Menurut Nikoforov, konsultasi sedang berlangsung tentang tempat dan waktu negosiasi. Semakin cepat pembicaraan dimulai, semakin banyak peluang untuk memulihkan kehidupan normal.
Sekretaris pers kepresidenan Rusia Dmitry Peskov, sebelumnya mengatakan bahwa Putin siap mengirim delegasi ke Minsk untuk melakukan pembicaraan dengan Ukraina. Kemudian, Nikoforov mengatakan bahwa sebagai tanggapan atas inisiatif untuk mengadakan pembicaraan di ibu kota Belarusia, pihak Ukraina menyarankan Warsawa di Polandia sebagai tempat yang memungkinkan untuk berunding. Namun kontak Rusia dan Ukraina soal rencana gencatan senjata itu belum berlanjut lagi.

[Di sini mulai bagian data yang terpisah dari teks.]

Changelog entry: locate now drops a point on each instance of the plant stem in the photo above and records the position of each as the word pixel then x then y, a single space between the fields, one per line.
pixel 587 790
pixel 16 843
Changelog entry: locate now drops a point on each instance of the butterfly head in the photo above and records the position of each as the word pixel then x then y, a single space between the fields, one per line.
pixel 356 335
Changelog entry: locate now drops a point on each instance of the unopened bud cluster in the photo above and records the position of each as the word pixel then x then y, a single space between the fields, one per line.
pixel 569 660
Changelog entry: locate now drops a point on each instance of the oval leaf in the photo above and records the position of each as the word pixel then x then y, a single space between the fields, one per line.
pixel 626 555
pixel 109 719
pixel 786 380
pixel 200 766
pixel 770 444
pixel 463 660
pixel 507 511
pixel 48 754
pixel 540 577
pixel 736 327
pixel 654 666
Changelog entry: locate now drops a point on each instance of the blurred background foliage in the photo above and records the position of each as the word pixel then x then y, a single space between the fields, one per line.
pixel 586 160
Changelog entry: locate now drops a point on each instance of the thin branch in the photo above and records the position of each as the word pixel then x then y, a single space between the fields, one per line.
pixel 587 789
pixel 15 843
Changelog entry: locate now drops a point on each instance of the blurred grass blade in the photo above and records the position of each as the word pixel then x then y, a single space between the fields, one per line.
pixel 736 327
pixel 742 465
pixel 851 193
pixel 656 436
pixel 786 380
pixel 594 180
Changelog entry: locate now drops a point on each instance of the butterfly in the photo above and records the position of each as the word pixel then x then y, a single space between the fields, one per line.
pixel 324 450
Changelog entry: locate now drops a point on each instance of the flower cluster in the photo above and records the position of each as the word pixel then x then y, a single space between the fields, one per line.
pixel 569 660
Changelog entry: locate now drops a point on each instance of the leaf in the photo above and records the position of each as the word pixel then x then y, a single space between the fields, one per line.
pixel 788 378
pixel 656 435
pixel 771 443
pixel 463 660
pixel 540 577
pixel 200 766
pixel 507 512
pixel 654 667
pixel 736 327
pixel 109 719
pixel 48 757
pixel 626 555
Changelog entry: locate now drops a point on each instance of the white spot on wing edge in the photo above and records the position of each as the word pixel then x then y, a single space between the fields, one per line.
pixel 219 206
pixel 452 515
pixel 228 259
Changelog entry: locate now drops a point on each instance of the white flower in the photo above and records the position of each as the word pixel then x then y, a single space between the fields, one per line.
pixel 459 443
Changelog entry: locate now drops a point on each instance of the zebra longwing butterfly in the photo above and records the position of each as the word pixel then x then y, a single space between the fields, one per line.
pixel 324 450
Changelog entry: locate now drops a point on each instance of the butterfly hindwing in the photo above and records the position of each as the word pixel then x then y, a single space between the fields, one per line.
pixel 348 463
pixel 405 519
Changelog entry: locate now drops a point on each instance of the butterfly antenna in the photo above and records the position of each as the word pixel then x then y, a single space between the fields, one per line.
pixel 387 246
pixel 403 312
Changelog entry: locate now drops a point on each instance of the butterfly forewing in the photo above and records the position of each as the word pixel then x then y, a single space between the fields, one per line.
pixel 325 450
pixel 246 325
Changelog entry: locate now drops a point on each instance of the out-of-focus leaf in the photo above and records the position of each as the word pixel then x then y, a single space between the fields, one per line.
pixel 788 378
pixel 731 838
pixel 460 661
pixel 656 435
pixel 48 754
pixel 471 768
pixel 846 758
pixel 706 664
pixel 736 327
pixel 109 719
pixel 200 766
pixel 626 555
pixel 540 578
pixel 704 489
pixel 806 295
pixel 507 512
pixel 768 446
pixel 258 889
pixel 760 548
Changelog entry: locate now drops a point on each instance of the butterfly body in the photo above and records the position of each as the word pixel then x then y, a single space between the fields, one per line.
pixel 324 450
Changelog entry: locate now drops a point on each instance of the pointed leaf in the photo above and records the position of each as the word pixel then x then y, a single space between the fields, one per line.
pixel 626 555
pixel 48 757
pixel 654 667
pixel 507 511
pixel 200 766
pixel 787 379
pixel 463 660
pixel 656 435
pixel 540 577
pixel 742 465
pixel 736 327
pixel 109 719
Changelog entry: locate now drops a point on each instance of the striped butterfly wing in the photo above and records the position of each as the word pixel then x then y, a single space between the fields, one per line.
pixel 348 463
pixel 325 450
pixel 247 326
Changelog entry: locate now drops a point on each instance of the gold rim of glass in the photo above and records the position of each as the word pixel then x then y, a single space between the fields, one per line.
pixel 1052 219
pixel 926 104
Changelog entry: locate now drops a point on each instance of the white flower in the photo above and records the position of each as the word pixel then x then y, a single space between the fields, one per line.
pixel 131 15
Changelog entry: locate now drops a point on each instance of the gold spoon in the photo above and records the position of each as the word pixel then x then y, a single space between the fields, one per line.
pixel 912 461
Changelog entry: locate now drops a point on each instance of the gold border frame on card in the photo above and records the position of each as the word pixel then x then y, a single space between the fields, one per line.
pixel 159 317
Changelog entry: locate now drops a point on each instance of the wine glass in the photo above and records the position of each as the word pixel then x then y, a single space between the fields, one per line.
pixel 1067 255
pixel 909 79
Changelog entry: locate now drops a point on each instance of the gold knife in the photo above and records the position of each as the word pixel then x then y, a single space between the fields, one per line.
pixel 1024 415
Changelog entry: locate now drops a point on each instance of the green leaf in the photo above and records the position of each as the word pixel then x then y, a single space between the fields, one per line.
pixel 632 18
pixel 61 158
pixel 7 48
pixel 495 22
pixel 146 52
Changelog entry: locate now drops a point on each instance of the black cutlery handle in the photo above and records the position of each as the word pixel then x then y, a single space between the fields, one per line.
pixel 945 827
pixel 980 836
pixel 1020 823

Presiden Rusia Vladimir Putin mengatakan dalam pidato yang disiarkan televisi pada Kamis pagi 24 Februari 2022, bahwa sebagai tanggapan atas permintaan para Kepala Republik Donbass, dia telah membuat keputusan untuk melakukan operasi militer khusus demi melindungi orang-orang "yang telah menderita pelecehan dan genosida oleh rezim Kyiv selama delapan tahun."
Putin menekankan dalam pidatonya, bahwa Rusia sama sekali tidak berniat untuk menduduki Ukraina. Wilayah Donbass dengan dua kota utamanya, Donetsk dan Luhansk pada 2014 menyatakan kemerdekaan dari Ukraina. Oleh Pemerintah Ukraina, kedua negara baru yang diberi nama Republik Rakyat Donetsk dan Republik Rakyat Luhansk dicap sebagai teroris.
Rusia lantas membela Donetsk dan Luhansk, yang memang mayoritas warganya berasal dari etnis Rusia. Perselisihan tersebut menyulut Perang Donbass pada tahun 2014. Perang berhenti setelah perjanjian gencatan senjata ditandatangani Ukraina dan Rusia di Ibu Kota Belarusia, Minsk pada 5 September 2014 dan diperbarui 15 Februari 2015.
Ada upaya berikutnya untuk memperbarui gencatan senjata lewat Perjanjian Minsk II pada 1 September 2015. Tetapi yang terjadi justru eskalasi ketegangan semakin meningkat, sampai akhirnya Rusia mengakui kemerdekaan Donetsk dan Luhansk sebagai negara yang lepas dari Ukraina pada 21 Februari 2022. Keputusan Putin itulah yang menyulut perang saat ini.
Persenjataan Nuklir
Selain soal Donbass yang sudah delapan tahun bergejolak, Putin juga punya alasan kuat yang membuatnya harus menggerus Ukraina. Alasan itu adalah soal persenjataan nuklir yang dimiliki Ukraina.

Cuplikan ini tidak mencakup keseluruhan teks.